Despite sky-high prices in Canada’s two largest markets, is there still an opportunity in the GTA and Vancouver real estate? This is indeed the million-dollar question for prospective homebuyers. 

Although there was a tepid decrease in sales activity and home valuations in the Toronto and Vancouver real estate markets, conditions have been revived, even in a rising-rate environment. With limited inventories and robust demand, some first-time homebuyers might find it daunting to purchase residential properties in either housing market. 

According to the Toronto Regional Real Estate Board (TRREB), the MLS® Home Price Index Composite benchmark for August 2023 was close to $1.1 million. The Real Estate Board of Greater Vancouver (REBGV) reported that the MLS® Home Price Index composite benchmark price for all residential properties in Metro Vancouver is above $1.2 million. 

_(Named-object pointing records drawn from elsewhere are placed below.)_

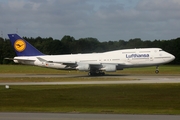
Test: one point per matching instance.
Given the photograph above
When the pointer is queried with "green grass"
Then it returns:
(123, 99)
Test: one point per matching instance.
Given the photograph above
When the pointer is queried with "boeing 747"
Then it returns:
(93, 63)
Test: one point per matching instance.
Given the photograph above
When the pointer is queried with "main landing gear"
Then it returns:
(157, 71)
(98, 73)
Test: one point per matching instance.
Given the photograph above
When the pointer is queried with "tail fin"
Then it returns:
(22, 47)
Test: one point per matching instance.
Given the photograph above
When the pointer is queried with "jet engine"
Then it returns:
(83, 67)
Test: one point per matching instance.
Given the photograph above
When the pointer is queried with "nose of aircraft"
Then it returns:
(172, 57)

Believe it or not, there is still an opportunity to come across properties that meet your needs. 

Opportunity Still Exists in GTA & Vancouver Real Estate

The second quarter was quite considerable in the second quarter of 2023, driven by the brief respite in rate hikes by the Bank of Canada (BoC) that kept the conventional five-year fixed-rate mortgage rate steady for a couple of months. Overall, the year’s first half saw declines in home valuations, especially compared to the same time a year ago. 

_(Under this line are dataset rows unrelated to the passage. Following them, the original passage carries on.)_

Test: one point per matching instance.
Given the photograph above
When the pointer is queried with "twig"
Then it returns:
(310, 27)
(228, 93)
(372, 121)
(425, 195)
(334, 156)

Nationwide, detached property value declines were seen in 43 per cent of housing markets, including 24 in the Greater Toronto Area (GTA) and nine in the Greater Vancouver Area. In the GTA, nominal decreases were found in Richmond Hill, Willowdale East, and Newtonbrook East. In the GVA, nominal drops were located in Vancouver West. 

Meanwhile, households that can move up are noticing an opportunity to make that giant leap in these markets that are witnessing lower overall values. This was seen in the trade-up statistics. 

Trade-up activity increased the share of detached home sales to close to 45 per cent in the GTA and nearly 30 per cent in the GVA. These rates were up slightly from the previous year. 

“Today’s purchasers are focusing on value-added properties and communities, given new market realities,” said Elton Ash, the executive vice president at RE/MAX Canada, in a report. “Listings that offer a short or long-term benefit –be it a basement apartment that allows homeowners to offset their mortgage costs now or homes that hold long-term potential in a future renovation or sale to a builder—are most sought-after. Location, while still an important aspect, has been replaced by value and necessity. A growing number of buyers are willing to travel further afield to get the best bang for their buck.” 

Another factor that flies under the radar is that new construction activity is strong in Toronto and Vancouver. In the 416, housing starts surged 52 per cent to 5,200 units in July, according to the Canada Mortgage and Housing Corporation (CMHC). Additionally, in Vancouver, housing starts advanced 50 per cent to 2,962 units. This could provide some relief in the tight supply area. 

Interest Rates and Housing 

Does the Bank of Canada (BoC) have another rate hike left in its inflation-fighting arsenal? Or is it time to prepare for rate cuts? 

Whether the central bank pulls the trigger on another rate increase this year or not remains to be seen. However, it is evident that the institution is close to leaving rates alone, giving the mortgage market a bit more certainty heading into 2024. Indeed, the organization has signalled that it might be finished with the rate hikes unless there is a dramatic escalation in inflation – recent data highlight a reacceleration in the consumer price index (CPI) and producer price index (PPI). 

That said, any indication that the current cycle has reached its peak could be good news for homebuyers who may be apprehensive about entering the Canadian real estate market. But if the BoC continues to tighten monetary policy and, as a result, make homebuying more expensive, more people may choose to sit on the sidelines, says Jason Mercer, chief market analyst with the Toronto Regional Real Estate Board (TRREB), 

“Because the bank did leave the door open for further hikes, it is certainly possible that some of these people will continue to leave their buying decision on hold until we get a few more readings on inflation and the Bank of Canada’s reaction to these inflation reports at the end of October,” Mercer said in a recent interview with The Globe and Mail. 

In July, the five-year conventional lending rate was 5.99 per cent, up from 5.85 perc ent in June, according to Statistics Canada. 

The home stretch of 2023 should be a compelling time for the Canadian real estate market and the many different pockets like Toronto and Vancouver.